I implemented a Lakehouse architecture with Bronze, Silver, and Gold layers. In Bronze, data is ingested with control by extraction date. In Silver, we perform deduplication by business key and Delta merges for standardization. In Gold, business rules are applied and analytical models (Star Schema and Snowflake) are delivered, ready for consumption.
I was also responsible for developing the migration validation stage, creating automated data quality tests, including volume checks, primary key consistency, duplicate detection, and cross-validation between source and migrated tables, ensuring full data integrity.
I also contributed to the evolution of the QA process and code governance, structuring the workflow with develop, QA, and main branches. Changes go through testing in develop and are only promoted to production after a stable QA workflow execution for at least seven days, increasing delivery reliability.
The solution was fully governed, with cataloging, group-based access control, and sensitive data encryption using AES-256, ensuring security and compliance in data consumption.
I was responsible for designing and implementing the entire data pipeline that feeds the agent with both structured contract metadata and unstructured documents. The data is sourced from enterprise contract management systems, specifically SAP Ariba and Coupa, consumed via APIs. We ingest contract attributes such as contract name, value, supplier, dates, and status.
The pipeline continuously checks for new contract IDs. When new contracts are detected, their metadata is ingested and promoted through the Lakehouse layers up to the Gold layer. In parallel, the pipeline downloads the attached contract documents from Ariba and Coupa and stores them in cloud storage under an unstructured data container, since these are PDF and document files.
To handle updates, the pipeline also performs daily checks for contracts with a last modified date greater than or equal to D-1. This allows us to capture both new and updated contracts. Updated records are merged into the Gold tables using Delta Lake merge logic.
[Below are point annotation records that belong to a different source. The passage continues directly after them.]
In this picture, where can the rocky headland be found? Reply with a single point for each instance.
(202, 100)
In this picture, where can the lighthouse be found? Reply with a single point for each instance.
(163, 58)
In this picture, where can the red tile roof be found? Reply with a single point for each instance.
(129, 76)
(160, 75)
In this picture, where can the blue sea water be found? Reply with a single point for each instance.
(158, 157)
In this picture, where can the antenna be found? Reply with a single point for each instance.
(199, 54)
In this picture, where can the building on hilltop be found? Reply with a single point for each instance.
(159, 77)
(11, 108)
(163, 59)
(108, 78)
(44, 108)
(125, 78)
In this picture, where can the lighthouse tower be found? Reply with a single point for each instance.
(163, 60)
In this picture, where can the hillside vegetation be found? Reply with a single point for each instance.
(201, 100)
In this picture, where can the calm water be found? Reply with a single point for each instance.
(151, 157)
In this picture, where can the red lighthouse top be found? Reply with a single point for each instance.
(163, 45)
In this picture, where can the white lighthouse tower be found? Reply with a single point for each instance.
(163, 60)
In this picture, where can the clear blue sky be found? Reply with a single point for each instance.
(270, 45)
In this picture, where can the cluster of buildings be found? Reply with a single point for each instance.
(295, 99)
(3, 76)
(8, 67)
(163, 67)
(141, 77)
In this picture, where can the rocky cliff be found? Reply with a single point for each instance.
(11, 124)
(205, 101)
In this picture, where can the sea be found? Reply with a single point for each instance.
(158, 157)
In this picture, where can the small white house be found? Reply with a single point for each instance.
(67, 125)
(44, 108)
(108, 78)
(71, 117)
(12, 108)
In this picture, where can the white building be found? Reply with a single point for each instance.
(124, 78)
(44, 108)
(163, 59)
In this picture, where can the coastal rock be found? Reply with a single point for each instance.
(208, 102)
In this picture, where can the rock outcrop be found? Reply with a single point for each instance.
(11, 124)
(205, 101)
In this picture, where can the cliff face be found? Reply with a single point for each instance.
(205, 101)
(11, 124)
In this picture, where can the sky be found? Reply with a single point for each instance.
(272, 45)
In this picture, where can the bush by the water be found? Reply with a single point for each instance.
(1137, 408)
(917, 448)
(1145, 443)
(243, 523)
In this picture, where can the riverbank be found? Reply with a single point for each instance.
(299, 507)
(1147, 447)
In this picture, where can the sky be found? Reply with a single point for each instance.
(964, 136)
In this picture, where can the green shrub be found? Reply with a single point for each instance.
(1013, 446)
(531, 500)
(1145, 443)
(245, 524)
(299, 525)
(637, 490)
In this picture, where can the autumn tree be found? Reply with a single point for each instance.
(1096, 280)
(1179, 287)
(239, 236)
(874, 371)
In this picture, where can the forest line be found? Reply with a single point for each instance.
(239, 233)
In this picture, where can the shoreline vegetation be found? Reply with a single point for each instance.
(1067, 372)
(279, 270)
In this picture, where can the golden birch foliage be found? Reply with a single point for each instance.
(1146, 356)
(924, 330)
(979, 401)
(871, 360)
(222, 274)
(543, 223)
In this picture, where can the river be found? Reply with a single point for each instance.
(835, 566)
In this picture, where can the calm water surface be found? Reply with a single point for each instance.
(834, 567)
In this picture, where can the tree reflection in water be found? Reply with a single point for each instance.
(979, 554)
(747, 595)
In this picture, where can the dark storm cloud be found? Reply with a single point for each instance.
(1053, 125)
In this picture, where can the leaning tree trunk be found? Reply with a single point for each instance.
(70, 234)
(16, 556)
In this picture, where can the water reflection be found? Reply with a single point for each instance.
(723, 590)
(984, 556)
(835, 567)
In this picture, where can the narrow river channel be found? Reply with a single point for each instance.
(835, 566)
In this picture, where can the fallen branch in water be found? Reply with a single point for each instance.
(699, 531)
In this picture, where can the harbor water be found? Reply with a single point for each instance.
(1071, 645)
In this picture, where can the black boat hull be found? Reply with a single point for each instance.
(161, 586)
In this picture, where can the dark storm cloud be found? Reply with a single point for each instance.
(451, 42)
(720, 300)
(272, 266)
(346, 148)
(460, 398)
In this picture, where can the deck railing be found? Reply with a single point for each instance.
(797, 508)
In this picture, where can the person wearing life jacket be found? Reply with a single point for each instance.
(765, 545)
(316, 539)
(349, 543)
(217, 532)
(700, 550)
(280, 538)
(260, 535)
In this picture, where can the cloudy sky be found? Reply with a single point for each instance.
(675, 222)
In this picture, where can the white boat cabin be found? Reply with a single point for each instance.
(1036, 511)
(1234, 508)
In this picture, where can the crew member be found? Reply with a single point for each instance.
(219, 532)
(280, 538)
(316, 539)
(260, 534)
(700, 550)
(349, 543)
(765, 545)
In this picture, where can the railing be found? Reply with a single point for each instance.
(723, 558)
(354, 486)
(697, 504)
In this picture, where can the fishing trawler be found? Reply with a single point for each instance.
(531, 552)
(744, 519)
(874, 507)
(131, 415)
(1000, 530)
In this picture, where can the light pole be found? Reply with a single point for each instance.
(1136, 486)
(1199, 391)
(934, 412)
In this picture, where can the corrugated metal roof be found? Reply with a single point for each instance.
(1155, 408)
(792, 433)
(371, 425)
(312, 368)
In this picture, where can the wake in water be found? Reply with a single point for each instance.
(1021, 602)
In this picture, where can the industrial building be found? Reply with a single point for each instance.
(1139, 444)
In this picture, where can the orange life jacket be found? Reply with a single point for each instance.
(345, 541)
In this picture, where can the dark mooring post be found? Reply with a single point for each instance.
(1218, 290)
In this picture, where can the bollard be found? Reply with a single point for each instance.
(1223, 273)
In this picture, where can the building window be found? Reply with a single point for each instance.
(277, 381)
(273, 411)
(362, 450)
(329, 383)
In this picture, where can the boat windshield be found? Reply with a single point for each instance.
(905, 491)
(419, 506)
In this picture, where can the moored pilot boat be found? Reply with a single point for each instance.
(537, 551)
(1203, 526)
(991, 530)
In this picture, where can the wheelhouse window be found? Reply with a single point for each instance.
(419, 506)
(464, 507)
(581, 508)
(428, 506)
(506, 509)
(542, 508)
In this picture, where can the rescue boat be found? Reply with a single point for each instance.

For contracts that were modified, the pipeline re-downloads the updated documents and flags, in the Gold layer, which document version is the most recent. In the Silver layer, I designed a Slowly Changing Dimension table that keeps the full version history of contract documents per contract, enabling traceability and auditability.
These curated Gold tables and document references are consumed by the AI Contracts agent, which performs risk analysis over both the structured attributes and the contract content.
On top of that, I also developed a Power BI report that allows business users to visualize the AI agent’s risk analysis results and download the associated contract documents directly, closing the loop between data engineering, AI, and business consumption.
This project required careful handling of data freshness, versioning, and unstructured data management, and it clearly shows how I design pipelines to reliably serve AI-driven applications.